As for the safety pilot x/c thing, it does seem that the rationale changed a bit from Lynch's opinion to the Chief Counsel's. Lynch had said the time didn't count because only one person could perform the landing, but the Chief Counsel said something to the effect that the safety pilot wasn't a safety pilot the whole time and thus couldn't log it as x/c. Perhaps this is because the regulations don't actually require that the pilot logging the x/c time actually be the one performing the landing, only that the flight "includes a landing at a point other than the point of departure".
I think your impression is correct (at least it's the same as mine).

But IMO they both used some iffy logic and while the iffy logic was different the goal was the same - to support the understandable Flight Standards policy position about safety pilots. A perhaps unintended consequence is to prevent some other type of cross country logging.

My old example was the two friends, both private pilots who fly a 3-hour leg on a cross country. Pilot A takes off and flies the first 1.5 hours; Pilot B takes over, flies the rest of the way and lands. Under both opinions, neither pilot may log it as a cross country.
 
Pilot A takes off and flies the first 1.5 hours; Pilot B takes over, flies the rest of the way and lands. Under both opinions, neither pilot may log it as a cross country.
Why wouldn't pilot B's time count if it were a leg of at least 50nm? "includes a landing" ..does it have to begin with a T.O.?
 
Why wouldn't pilot B's time count if it were a leg of at least 50nm? "includes a landing" ..does it have to begin with a T.O.?

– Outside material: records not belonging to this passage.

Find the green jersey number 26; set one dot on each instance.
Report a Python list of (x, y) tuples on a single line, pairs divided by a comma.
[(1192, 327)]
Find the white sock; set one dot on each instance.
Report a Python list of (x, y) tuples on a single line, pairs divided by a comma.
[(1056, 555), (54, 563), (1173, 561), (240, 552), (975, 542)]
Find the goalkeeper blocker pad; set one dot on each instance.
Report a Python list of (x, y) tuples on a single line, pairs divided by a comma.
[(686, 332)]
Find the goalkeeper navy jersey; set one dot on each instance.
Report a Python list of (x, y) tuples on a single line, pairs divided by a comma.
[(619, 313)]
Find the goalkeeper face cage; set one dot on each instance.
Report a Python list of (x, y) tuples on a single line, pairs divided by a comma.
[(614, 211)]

"...original point of departure" he didn't depart, so I would guess you are right with the he didn't do the t/o part.
 
Why wouldn't pilot B's time count if it were a leg of at least 50nm? "includes a landing" ..does it have to begin with a T.O.?
You're reading the reg, and looking at what it actually says. But first John Lynch at Flight Standards and now the Chief Counsel's office have messed with interpreting it, in two different ways.

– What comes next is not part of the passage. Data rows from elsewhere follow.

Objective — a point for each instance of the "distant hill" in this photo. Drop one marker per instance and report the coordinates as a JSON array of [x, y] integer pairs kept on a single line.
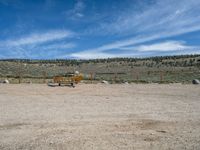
[[181, 68]]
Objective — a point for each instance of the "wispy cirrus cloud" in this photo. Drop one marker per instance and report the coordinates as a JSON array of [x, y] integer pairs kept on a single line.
[[38, 38], [162, 47], [38, 44], [163, 19], [77, 11]]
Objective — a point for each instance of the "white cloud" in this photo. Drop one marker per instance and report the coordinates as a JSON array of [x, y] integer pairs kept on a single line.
[[77, 11], [162, 20], [168, 47], [162, 47], [57, 46], [38, 38]]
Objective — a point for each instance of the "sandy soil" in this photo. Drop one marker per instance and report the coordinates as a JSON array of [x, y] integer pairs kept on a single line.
[[149, 116]]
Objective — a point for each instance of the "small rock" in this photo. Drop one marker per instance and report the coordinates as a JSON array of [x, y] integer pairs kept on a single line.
[[6, 81], [105, 82], [195, 81]]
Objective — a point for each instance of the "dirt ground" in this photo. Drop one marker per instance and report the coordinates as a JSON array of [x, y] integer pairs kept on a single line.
[[100, 117]]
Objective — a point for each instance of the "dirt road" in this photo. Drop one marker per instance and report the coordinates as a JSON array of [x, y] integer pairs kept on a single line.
[[98, 116]]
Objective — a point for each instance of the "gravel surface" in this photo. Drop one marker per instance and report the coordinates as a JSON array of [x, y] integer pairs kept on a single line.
[[100, 117]]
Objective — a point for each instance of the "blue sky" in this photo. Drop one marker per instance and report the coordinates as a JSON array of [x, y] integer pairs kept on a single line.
[[87, 29]]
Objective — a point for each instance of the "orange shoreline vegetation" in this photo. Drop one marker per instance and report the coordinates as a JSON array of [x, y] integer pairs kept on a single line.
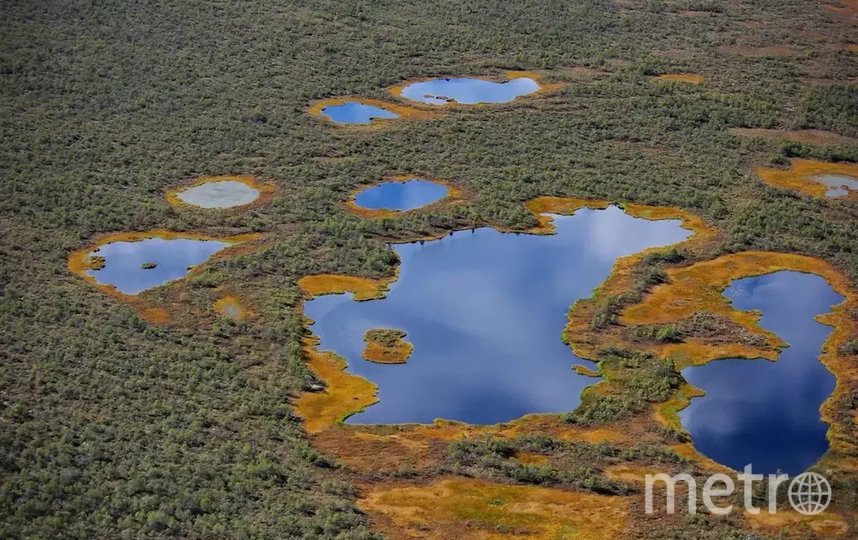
[[266, 192], [454, 196], [799, 176], [451, 507], [690, 78], [405, 112], [80, 261], [544, 89]]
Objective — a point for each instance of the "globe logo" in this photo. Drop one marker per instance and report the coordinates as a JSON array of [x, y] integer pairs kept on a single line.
[[809, 493]]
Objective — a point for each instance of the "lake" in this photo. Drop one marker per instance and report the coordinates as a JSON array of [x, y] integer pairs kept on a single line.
[[354, 112], [468, 91], [485, 311], [401, 196], [761, 412], [135, 266]]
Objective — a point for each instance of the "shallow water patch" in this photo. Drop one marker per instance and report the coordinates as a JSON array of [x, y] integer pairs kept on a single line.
[[485, 331], [767, 413]]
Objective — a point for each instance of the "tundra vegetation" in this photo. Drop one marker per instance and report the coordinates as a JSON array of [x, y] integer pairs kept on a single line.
[[114, 427]]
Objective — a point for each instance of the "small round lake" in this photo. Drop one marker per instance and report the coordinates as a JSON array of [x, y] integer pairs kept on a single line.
[[468, 91], [767, 413], [401, 196], [133, 267], [220, 194], [838, 184], [354, 112], [484, 311]]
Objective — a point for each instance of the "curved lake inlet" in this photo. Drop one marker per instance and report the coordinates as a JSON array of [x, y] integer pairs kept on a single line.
[[401, 196], [135, 266], [354, 112], [838, 184], [484, 311], [219, 194], [767, 413], [468, 91]]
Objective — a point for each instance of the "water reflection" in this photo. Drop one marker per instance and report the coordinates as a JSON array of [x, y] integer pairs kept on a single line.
[[485, 311], [401, 196], [767, 413], [133, 267], [469, 91]]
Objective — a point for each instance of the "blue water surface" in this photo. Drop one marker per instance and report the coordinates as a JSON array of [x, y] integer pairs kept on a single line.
[[401, 196], [767, 413], [353, 112], [469, 91], [173, 258], [485, 311]]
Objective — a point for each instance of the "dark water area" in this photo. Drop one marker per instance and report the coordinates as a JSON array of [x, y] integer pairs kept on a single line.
[[129, 265], [767, 413], [401, 196], [485, 311], [468, 91], [353, 112]]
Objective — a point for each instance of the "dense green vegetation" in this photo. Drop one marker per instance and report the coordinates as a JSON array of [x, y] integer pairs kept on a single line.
[[111, 427]]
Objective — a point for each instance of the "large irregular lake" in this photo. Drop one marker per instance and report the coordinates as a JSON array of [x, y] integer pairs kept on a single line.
[[468, 91], [485, 311], [354, 112], [219, 195], [401, 196], [133, 267], [767, 413]]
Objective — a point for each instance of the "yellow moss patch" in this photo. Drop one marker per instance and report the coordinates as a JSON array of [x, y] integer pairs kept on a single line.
[[386, 349], [404, 112], [454, 196], [460, 508], [799, 177], [230, 306], [361, 288], [795, 525], [681, 77], [345, 394], [266, 192]]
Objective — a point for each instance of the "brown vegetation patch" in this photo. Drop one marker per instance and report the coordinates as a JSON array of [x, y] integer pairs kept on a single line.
[[799, 177], [266, 192], [809, 136], [468, 508], [386, 346]]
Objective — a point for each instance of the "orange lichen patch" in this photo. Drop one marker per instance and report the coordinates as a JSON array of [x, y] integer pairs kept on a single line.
[[230, 306], [266, 192], [795, 525], [345, 394], [404, 112], [82, 260], [531, 458], [454, 196], [681, 77], [361, 288], [544, 88], [809, 136], [468, 508], [799, 177], [772, 51], [386, 346]]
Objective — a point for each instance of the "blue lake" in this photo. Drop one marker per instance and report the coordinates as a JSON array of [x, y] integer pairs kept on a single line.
[[469, 91], [838, 184], [485, 311], [767, 413], [353, 112], [401, 196], [124, 261]]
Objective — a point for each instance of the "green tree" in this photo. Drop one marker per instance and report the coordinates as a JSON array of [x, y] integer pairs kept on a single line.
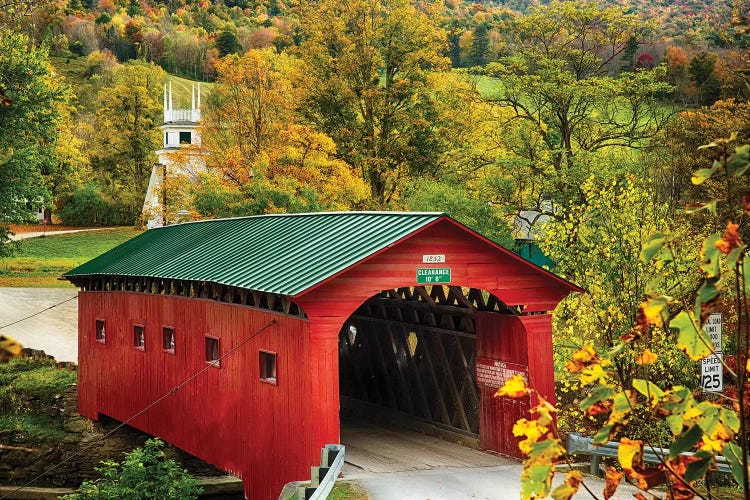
[[479, 52], [368, 62], [259, 144], [127, 118], [702, 69], [694, 422], [560, 99], [29, 118], [145, 473], [454, 199], [227, 41]]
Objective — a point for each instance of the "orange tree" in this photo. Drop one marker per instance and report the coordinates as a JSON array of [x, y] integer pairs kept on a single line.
[[702, 425]]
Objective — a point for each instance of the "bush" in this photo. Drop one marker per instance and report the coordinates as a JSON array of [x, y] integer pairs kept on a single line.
[[88, 207], [145, 473], [30, 389]]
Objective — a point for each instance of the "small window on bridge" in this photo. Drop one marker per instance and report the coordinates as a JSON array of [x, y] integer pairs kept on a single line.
[[212, 351], [139, 337], [268, 367], [100, 331], [167, 334]]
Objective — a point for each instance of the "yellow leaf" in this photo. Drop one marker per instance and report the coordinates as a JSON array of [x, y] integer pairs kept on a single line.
[[593, 373], [532, 430], [646, 357], [712, 445], [514, 387], [545, 411], [613, 479], [630, 454], [583, 357], [569, 488], [655, 309]]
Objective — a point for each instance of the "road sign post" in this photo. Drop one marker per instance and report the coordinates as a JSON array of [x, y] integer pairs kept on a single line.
[[712, 371]]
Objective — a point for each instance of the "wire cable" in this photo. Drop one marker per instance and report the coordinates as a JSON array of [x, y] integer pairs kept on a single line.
[[144, 410], [38, 313]]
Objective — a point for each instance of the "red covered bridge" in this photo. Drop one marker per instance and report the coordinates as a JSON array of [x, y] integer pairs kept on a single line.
[[292, 316]]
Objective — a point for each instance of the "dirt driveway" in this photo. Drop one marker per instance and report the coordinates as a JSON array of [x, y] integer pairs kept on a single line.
[[55, 331]]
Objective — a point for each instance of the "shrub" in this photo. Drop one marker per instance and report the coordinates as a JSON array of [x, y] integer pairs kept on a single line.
[[88, 207], [145, 473]]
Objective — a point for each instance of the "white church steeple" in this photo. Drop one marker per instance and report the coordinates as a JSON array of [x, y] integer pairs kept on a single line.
[[181, 130]]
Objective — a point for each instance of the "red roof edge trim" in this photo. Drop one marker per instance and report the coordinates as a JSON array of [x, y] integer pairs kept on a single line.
[[518, 258], [369, 257], [570, 286]]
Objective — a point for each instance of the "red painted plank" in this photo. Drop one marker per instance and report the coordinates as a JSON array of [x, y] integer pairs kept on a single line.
[[226, 416]]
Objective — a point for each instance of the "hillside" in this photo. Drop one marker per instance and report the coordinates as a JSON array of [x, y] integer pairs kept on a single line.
[[76, 70]]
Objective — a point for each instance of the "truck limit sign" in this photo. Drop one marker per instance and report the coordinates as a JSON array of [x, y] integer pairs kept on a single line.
[[712, 372]]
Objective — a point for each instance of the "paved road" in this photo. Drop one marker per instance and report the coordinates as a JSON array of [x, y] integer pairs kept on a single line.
[[55, 331], [36, 234], [397, 463], [390, 463]]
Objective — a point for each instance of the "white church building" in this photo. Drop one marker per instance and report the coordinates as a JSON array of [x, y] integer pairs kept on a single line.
[[180, 156]]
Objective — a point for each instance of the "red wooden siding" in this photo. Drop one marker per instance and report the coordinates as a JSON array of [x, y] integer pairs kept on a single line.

The old FAQ said the safety pilot couldn't log it because the pilot logging has to do the takeoff and landing. The new Chief Counsel opinion says the safety pilot can't log it "because that pilot was a required flight crewmember for only a portion of the flight." You need to be required crew for the whole flight. http://tinyurl.com/nqkpvh

Personally, I think the Chief Counsel kept away from the Lynch " takeoff and landing" opinion because the logical consequence was that at least one member of a "real" 2-pilot-required aircraft or Part 135 passenger operation would also end up not being able to log cross country.

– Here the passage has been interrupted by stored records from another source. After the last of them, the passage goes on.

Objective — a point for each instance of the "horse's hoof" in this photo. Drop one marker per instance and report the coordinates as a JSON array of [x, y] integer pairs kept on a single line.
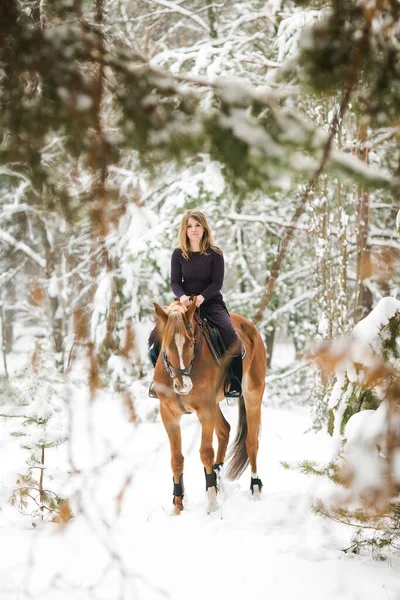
[[256, 492], [178, 506], [213, 504]]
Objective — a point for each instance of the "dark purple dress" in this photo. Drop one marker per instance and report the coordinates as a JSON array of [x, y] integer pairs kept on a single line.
[[203, 274]]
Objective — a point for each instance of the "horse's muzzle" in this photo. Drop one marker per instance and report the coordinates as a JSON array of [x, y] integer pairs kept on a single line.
[[185, 388]]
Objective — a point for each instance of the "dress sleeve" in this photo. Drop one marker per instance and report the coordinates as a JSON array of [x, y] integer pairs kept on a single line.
[[217, 276], [176, 275]]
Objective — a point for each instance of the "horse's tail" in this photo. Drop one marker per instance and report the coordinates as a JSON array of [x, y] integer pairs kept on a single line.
[[237, 457]]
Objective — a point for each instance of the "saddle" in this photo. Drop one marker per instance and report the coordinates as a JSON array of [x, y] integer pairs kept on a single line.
[[214, 339]]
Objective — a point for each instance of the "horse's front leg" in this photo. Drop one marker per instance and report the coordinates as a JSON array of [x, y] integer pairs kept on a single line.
[[172, 426], [207, 420]]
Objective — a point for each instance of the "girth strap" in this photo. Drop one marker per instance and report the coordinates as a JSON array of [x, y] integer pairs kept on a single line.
[[180, 404]]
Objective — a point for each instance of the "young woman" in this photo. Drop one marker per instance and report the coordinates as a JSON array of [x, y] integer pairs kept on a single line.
[[197, 269]]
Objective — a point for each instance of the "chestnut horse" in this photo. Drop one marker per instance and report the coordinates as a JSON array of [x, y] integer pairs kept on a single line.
[[188, 378]]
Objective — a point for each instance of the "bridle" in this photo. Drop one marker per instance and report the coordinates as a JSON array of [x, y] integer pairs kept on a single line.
[[175, 372]]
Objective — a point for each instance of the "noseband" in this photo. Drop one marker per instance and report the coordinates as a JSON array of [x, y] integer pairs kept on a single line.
[[175, 372]]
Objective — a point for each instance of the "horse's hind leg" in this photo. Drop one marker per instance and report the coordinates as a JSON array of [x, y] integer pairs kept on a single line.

But under either either "reasoning" our intrepid private pilots in my example can't log cross country. Neither is Pilot A or B accomplishes both the takeoff and landing under the old FAQ. And neither of them is required crew for the entire flight under the Chief Counsel version.

OTOH, suppose the flying pilot i the safety pilot scenario has no medical or is out of FR currency. Then I guess, the safety pilot who is also PIC is indeed required crew for the whole flight and can log it under the Chief Counsel opinion.

Of course, I doubt that anyone who was involved in the writing either version intended this consequence of the reasoning. And I'll bet they find a way around it if asked.

All they wanted to do was justify a policy decision not to count safety pilot time toward cross country requirements for certificates and ratings. All they really had to do was say so. Instead they come up with justifications that don't really work.